Thursday, October 14, 2010

Stuart Tave on Restoration Theory of Comedy

Frontispiece to The Wits or Sport upon Sport (London, 1662). Attributed to Francis Kirkman. Taken from Wikipedia entry "Droll" (http://en.wikipedia.org/wiki/Droll; 2010/10/13)

Stuart M. Tave is the William Rainey Harper Professor Emeritus in the College and the Department of English Language & Literature at the University of Chicago. He is the author of The Amiable Humorist: A Study in the Comic Theory and Criticism of the Eighteenth and Early Nineteenth Centuries (Chicago, 1960); New Essay by De Quincy (Princeton, 1966); Some Words of Jane Austen (Chicago, 1973); Robert Bage's "Hermsprong" (Pennsylvania State, 1982); and Lovers, Clowns, and Fairies: an Essay on Comedies (Chicago, 1993). On June 3, 2000, he received the 2000 Norman Maclean Faculty Award at an Alumni Assembly in Rockefeller Memorial Chapel.

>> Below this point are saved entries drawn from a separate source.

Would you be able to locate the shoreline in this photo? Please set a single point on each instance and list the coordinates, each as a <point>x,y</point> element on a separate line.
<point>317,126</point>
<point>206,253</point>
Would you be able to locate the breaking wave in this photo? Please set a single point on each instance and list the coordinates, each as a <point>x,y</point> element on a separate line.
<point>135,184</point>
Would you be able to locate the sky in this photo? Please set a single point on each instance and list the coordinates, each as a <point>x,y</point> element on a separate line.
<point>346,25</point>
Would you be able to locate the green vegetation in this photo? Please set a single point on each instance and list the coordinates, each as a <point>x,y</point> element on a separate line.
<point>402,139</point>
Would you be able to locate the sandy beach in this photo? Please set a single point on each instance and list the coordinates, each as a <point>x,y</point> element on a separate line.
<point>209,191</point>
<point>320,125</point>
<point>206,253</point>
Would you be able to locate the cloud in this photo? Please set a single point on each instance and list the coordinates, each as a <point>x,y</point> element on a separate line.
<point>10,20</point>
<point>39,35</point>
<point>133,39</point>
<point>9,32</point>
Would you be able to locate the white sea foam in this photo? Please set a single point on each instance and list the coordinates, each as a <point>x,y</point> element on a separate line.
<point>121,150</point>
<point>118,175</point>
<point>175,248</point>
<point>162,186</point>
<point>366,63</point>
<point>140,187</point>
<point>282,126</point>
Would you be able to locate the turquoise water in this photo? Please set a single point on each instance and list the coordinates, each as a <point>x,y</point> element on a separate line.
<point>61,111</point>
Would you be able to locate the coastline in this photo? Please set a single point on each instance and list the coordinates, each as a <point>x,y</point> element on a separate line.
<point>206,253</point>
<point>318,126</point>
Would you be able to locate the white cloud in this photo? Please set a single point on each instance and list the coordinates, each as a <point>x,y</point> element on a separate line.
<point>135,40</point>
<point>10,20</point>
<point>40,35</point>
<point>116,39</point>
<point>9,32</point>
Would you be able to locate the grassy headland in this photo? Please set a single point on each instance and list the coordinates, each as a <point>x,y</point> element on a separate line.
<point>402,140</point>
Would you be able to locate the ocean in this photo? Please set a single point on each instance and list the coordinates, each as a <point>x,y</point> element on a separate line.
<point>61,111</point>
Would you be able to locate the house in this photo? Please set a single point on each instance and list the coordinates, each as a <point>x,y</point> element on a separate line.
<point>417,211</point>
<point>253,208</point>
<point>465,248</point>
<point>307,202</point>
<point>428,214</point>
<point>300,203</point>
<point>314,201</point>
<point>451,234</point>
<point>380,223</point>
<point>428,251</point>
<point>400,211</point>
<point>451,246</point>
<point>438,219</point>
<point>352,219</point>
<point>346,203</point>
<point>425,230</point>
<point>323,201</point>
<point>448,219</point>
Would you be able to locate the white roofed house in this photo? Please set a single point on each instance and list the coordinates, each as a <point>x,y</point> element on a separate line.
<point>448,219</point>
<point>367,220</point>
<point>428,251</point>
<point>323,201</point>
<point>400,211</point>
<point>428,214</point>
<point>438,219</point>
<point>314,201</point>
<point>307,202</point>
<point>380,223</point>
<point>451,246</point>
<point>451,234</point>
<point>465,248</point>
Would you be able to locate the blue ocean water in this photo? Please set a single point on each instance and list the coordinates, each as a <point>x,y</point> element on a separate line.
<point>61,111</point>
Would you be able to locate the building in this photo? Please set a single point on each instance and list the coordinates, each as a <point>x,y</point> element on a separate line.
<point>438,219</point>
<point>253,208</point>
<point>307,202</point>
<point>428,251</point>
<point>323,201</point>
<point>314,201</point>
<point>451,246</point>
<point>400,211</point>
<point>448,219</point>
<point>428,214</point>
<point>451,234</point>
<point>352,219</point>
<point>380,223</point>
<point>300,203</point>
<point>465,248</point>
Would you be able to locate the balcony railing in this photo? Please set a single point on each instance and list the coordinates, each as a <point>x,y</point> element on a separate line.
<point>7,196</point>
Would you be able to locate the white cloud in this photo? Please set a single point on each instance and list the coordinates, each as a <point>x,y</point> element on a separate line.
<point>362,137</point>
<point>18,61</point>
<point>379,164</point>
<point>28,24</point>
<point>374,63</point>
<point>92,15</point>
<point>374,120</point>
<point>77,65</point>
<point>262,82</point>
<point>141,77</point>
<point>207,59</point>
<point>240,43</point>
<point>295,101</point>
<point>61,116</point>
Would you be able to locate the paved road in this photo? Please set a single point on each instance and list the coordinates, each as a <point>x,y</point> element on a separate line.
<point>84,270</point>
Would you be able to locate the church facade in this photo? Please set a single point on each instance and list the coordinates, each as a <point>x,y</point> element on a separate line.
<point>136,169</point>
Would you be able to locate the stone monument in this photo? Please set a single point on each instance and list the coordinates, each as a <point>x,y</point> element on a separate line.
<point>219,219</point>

Here is a passage by Stuart Tave on Restoration theory of comedy:

In Restoration theory of comedy, largely a derivative and a reduction of Renaissance theory, it was a commonplace that the function of comedy is to copy the foolish and knavish originals of the age and to expose, ridicule, satirize them. By the middle of the nineteenth century, it was a commonplace that the best comic works present amiable originals, often models of good nature, whose little peculiarities are not satirically instructive, but objects of delight and love.
—The Amiable Humorist*viii

*Tave, Stuart M. The Amiable Humorist: A Study in the Comic Theory and Criticism of the Eighteenth and Early Nineteenth Centuries. Chicago: University of Chicago Press, 1960.